Characterizing Sources of Noise and Signal in the PDFs

Processing Methods




A new system for analyzing data quality is now available to the seismology community allowing users to evaluate the long-term seismic noise levels for any broadband seismic data channel streaming into the buffer of uniform data (BUD) within the Incorporated Research Institutions for Seismology (IRIS) data management system (DMS). BUD is the IRIS DMS's acronym for the online data cache from which the DMC distributes near-real time miniSEED data holdings prior to formal archiving.

The new noise processing software uses a probability density function (PDF) to display the distribution of seismic power spectral density (PSD) and has been implemented
against the entire continuous data-stream available within the BUD utilizing the QUACK framework. QUACK is the software package at the IRIS DMC, responsible for managing the quality control (QC) of the real-time seismic data flowing into the BUD (see

This noise processing system is unique in that there is no need to screen the data for  earthquakes, system glitches or general data artifacts, as is commonly done in seismic noise analysis. Instead with this new analysis, system transients map into a low-level background probability while ambient noise conditions reveal themselves as high probability occurrances.  In fact, examination of artifacts related to station operation and episodic cultural noise allows us to estimate both the overall station quality and a baseline level of earth noise at each site.

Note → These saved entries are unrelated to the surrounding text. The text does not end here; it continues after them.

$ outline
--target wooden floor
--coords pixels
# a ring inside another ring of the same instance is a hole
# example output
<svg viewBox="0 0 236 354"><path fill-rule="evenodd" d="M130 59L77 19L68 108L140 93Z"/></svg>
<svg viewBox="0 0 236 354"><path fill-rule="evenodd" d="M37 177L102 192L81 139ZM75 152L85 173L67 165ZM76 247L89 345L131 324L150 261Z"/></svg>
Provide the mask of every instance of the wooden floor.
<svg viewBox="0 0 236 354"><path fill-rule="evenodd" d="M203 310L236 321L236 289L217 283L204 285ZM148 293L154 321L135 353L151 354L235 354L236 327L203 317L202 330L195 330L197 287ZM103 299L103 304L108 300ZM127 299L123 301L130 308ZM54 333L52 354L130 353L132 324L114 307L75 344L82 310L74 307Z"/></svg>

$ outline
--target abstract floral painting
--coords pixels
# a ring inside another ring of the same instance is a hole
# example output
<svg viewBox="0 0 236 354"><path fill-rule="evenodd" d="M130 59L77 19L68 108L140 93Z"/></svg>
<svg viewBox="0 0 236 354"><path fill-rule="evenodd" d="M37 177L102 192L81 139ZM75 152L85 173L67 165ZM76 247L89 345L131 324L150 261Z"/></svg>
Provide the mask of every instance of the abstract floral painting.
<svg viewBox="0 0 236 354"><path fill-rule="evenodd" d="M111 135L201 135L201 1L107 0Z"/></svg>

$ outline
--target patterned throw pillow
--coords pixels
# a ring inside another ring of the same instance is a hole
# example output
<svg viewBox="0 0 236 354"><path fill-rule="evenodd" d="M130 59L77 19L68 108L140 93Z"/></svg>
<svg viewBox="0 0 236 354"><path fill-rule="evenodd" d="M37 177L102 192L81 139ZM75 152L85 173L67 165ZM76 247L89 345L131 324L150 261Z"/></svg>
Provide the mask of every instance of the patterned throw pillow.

PDF noise plots are useful for characterizing the current and past performance of existing broadband sensors, for detecting operational problems within the recording system, and for evaluating the overall quality of data for a particular station. The advantages of this new approach include:
        1) provides an analytical view representing the true ambient noise levels rather than a simple absolute minimum;
        2) provides an assessment of the overall health of the instrument/station; and,
        3) provides an assessment of the health of recording and telemetry systems.

Below are PDF examples, with some artifacts and signals identified.

HLID - Typical ANSS station ~10km from  Hailey Idaho.
LTX - Lajitas TX. This station was instrumental in the orginal Peterson Low Noise Model, however due to increased cultural noise (0.1-1s, 1-10Hz) the highest probabilty power levels (i.e. mode, black line) are now significantly higher than the LNM. The minimum (red line) will approach the LNM <2% of the time.

Additional features and artifacts observed in the PDFs will be discussed below.  (For a more detailed discussion of the PDFs see McNamara and Buland (2004).)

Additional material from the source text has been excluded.